Patrick Blum,
Vice-Président Métiers, AFCDP
Dans l’arrêt du 16 juillet 2020, la CJUE a décidé d’invalider la décision de la Commission européenne qui établissait le « Privacy Shield », ce qui crée, pour les organismes européens, une situation opérationnelle complexe.
L’AFCDP alerte les entreprises
Désormais, lorsqu’un organisme met en œuvre un traitement de données personnelles qui comporte un transfert vers un fournisseur situé aux États-Unis, ce transfert ne peut plus être considéré comme conforme au RGPD, sur la base du « Privacy Shield ».

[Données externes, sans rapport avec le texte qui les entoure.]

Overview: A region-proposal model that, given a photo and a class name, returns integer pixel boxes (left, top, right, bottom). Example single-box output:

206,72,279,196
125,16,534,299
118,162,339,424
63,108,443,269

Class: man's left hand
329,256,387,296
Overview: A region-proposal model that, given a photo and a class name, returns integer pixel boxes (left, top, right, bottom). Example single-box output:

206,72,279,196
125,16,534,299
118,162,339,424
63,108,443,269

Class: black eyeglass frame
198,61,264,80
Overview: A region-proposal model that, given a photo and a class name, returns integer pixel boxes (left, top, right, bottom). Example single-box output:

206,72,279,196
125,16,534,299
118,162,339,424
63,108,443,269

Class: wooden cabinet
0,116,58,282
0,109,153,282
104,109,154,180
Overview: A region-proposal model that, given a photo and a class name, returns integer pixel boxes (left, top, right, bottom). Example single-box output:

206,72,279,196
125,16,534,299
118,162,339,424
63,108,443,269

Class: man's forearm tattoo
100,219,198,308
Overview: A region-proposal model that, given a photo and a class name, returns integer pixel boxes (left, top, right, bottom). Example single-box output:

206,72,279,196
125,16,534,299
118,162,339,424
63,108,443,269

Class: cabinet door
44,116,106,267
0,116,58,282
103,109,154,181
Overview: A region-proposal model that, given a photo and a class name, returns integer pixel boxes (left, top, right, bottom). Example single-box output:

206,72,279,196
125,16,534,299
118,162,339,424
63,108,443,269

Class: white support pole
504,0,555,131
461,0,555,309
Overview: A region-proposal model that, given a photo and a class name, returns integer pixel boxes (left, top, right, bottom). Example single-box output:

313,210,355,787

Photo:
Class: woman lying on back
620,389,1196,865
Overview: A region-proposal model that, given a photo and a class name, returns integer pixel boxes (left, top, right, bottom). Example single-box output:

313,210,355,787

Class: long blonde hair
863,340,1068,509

Quelle serait l’alternative ? Si la validité des « clauses contractuelles types » (CCT) a été confirmée de manière générale, leur utilisation est-elle une mesure suffisante pour assurer une protection adéquate des transferts de données vers un fournisseur américain ? Cet importateur peut-il garantir une protection compatible avec le RGPD au regard des pouvoirs des autorités américaines du renseignement issus notamment du Foreign Intelligence Security Act, du « CLOUD Act » et de l’Executive Order 1233 ?
Cette question clé n’est pas tranchée aujourd’hui et est renvoyée à l’appréciation des entreprises exportatrices et importatrices de données.
Le dilemme pour les responsables de traitement de données européens est donc de maintenir des transferts vers les États-Unis avec l’incertitude actuelle et le risque de sanctions éventuelles, ou de renoncer à tout traitement de données de ce type, et revoir intégralement leur architecture et leurs solutions informatiques, en excluant d’innombrables solutions parmi les plus innovantes, à commencer par celles de grands acteurs du Web, ce qui peut impliquer des coûts de structure significatifs et ne peut s’envisager que sur plusieurs années.
L’AFCDP sollicite une prise de position claire des « CNIL » européennes
L’AFCDP considère que cette décision est positive car elle va faire progresser les droits des européens. Mais, elle s’inquiète de la situation ambigüe créée.
Alors que les décisions d’adéquation permettent de constater que des pays tiers (Argentine, Israël, Japon, Nouvelle-Zélande, Suisse, Uruguay…) offrent un niveau de protection des données équivalent à celui du RGPD, les États-Unis ne sont pas considérés comme un pays « adéquat ».
Selon l’arrêt de la CJUE, l’outil des CCT semble d’une manipulation délicate, car s’il encadre les pratiques des fournisseurs, il ne préjuge pas de celles des États. Quand bien même les CCT imposent aux entreprises exportatrices et importatrices d’apprécier le risque du transfert pour les données et de le suspendre en cas de risque, l’AFCDP trouve disproportionné de faire peser sur les entreprises l’analyse du régime juridique applicable aux services de renseignement du pays importateur.
Et qu’en est-il des transferts vers les autres pays « non adéquats », en particulier ceux dont les services de renseignement sont particulièrement actifs ? Pour utiliser des CCT, il faudrait donc maîtriser les lois du renseignement de chacun de ces pays ?
Dans ce contexte, l’AFCDP suggère aux organismes concernés d’adopter une position pragmatique. S’il n’est pas possible d’éviter un transfert de données personnelles vers les États-Unis, il convient d’exiger, à titre de protection minimale, la signature de clauses contractuelles conformes aux CCT de la Commission européenne, enrichies de clauses complémentaires engageant l’importateur de données avec, si possible, une information renforcée des personnes concernées sur les risques encourus.
L’AFCDP souhaiterait que la CNIL et ses homologues réunis au sein du Comité européen de la protection des données (CEPD/EDPB) formulent rapidement une recommandation commune et sans ambigüité sur les mesures de protection à mettre en œuvre et les lignes directrices permettant aux organismes concernés de poursuivre leurs activités impliquant des fournisseurs américains, dans des conditions de sécurité juridique optimales.